Heaven Hill Kentucky Blended Whiskey
- Heaven Hill Kentucky Blended Whiskey
- Type: Blended whiskey
- Manufacturer: Heaven Hill
- Origin: Kentucky, United States
- Alcohol by volume: 40%
- Proof (US): 80
- Related products: Heaven Hill

= Heaven Hill Kentucky Whiskey =

Heaven Hill Kentucky Whiskey is an American blended whiskey produced in Bardstown, Kentucky by Heaven Hill Distilleries.

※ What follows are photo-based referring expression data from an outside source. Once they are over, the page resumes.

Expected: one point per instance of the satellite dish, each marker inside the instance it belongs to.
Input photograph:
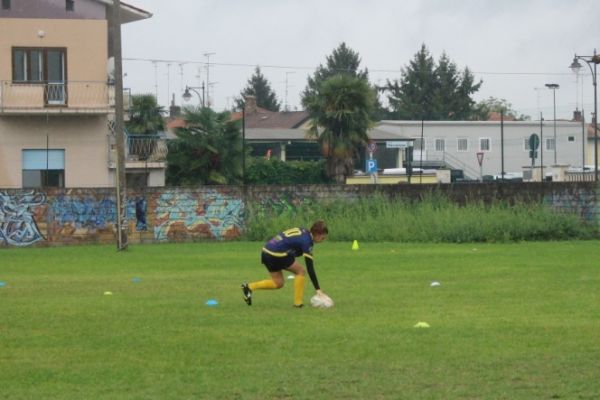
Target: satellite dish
(110, 68)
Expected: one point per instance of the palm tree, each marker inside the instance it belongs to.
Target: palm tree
(207, 151)
(340, 111)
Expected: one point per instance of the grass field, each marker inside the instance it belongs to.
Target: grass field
(509, 321)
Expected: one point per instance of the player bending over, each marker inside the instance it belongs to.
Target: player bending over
(280, 254)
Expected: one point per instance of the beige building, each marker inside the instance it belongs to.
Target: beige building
(57, 98)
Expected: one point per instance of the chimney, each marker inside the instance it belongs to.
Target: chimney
(249, 104)
(174, 110)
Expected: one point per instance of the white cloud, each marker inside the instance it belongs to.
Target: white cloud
(536, 37)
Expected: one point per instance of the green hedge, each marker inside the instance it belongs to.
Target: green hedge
(435, 219)
(275, 172)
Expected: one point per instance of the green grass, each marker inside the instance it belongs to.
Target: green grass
(509, 321)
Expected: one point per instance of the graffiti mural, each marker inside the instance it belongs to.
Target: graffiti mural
(184, 216)
(17, 224)
(83, 213)
(579, 202)
(140, 206)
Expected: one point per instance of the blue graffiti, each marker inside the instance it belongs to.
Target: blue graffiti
(17, 225)
(212, 212)
(86, 212)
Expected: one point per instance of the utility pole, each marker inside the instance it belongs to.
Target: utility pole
(208, 83)
(553, 87)
(285, 107)
(119, 128)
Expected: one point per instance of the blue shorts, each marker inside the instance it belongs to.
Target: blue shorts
(275, 264)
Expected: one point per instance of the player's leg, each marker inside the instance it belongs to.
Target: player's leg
(274, 265)
(298, 270)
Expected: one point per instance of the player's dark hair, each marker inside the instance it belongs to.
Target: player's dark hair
(319, 228)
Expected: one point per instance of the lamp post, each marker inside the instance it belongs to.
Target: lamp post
(576, 66)
(553, 87)
(187, 96)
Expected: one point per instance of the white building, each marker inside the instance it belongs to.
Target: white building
(501, 147)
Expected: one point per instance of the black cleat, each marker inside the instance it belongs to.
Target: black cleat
(247, 294)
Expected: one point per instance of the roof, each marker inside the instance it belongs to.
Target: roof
(270, 134)
(262, 118)
(591, 131)
(129, 13)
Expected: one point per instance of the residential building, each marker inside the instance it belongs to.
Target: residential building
(57, 97)
(479, 148)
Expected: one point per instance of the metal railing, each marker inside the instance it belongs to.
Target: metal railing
(144, 148)
(63, 97)
(453, 162)
(587, 176)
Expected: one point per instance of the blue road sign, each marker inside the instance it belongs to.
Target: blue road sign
(371, 166)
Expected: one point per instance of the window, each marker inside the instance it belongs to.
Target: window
(419, 144)
(440, 145)
(485, 144)
(43, 168)
(39, 65)
(42, 65)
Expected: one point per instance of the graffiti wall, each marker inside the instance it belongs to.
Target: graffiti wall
(56, 217)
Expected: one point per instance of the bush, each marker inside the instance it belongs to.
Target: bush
(276, 172)
(434, 219)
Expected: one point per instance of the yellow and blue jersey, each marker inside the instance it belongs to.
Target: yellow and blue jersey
(294, 242)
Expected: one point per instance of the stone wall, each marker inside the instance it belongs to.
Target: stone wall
(69, 216)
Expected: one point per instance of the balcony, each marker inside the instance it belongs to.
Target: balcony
(141, 151)
(58, 98)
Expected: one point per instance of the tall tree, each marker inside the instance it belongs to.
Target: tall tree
(259, 87)
(341, 108)
(207, 151)
(432, 91)
(146, 116)
(343, 60)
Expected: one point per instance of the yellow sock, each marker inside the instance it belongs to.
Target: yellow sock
(266, 284)
(298, 289)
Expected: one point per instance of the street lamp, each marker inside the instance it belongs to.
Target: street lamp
(187, 96)
(553, 87)
(575, 66)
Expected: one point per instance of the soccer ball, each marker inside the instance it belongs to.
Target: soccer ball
(321, 301)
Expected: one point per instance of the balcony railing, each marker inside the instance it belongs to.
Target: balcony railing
(142, 151)
(58, 97)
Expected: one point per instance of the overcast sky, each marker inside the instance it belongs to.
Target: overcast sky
(514, 46)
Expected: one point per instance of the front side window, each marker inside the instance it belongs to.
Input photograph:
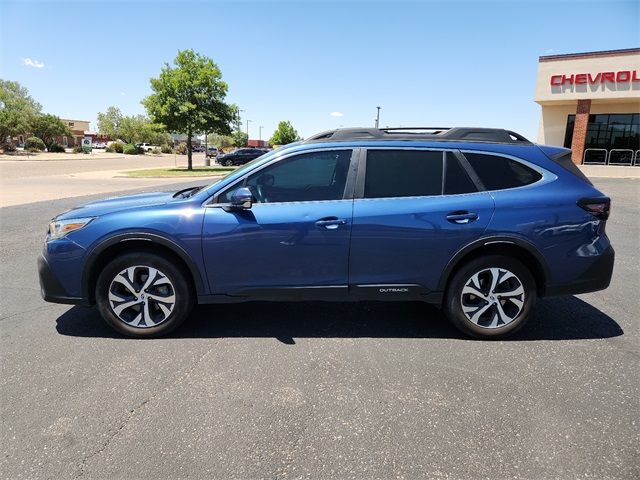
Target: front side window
(403, 173)
(308, 177)
(497, 172)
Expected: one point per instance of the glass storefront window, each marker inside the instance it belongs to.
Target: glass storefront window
(619, 132)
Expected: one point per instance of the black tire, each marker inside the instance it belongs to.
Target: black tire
(453, 303)
(179, 284)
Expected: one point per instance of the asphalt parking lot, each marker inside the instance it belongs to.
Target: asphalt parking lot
(319, 390)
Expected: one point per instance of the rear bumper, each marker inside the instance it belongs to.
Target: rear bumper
(50, 287)
(596, 277)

The company sells a variety of blended whiskeys and straight bourbons in 16 oz (1 pint), 750ml, and 1-liter glass bottles, and in 1.75L plastic bottles.

==Blended whiskey==
Unlike Heaven Hill Bourbon, which is a 100% straight bourbon and can only be made with uncut natural ingredients that include corn, malted barley and rye, Heaven Hill blended whiskeys can employ a less expensive and wider range of ingredients and production methods. In fact, Heaven Hill Kentucky Whiskey is only 20% straight bourbon and 80% neutral grain spirits (similar to grain alcohol with no color or smell). Neutral grain spirits can be aged in used oak barrels or not aged at all, while "straight" bourbon must be aged a minimum of two years in newly charred oak barrels and must not be distilled to such a high level of alcohol content that the flavor of the original mash is removed.

Heaven Hill Distilleries also produces five other blended whiskies: Gukenheimer, Kentucky Deluxe, Kentucky Beau, T. W. Samuels and Wilson.

==Reviews==
Food critic Morgan Murphy said "This bourbon's strong fruit notes and mellow oaks make it seem like a much pricier bottle."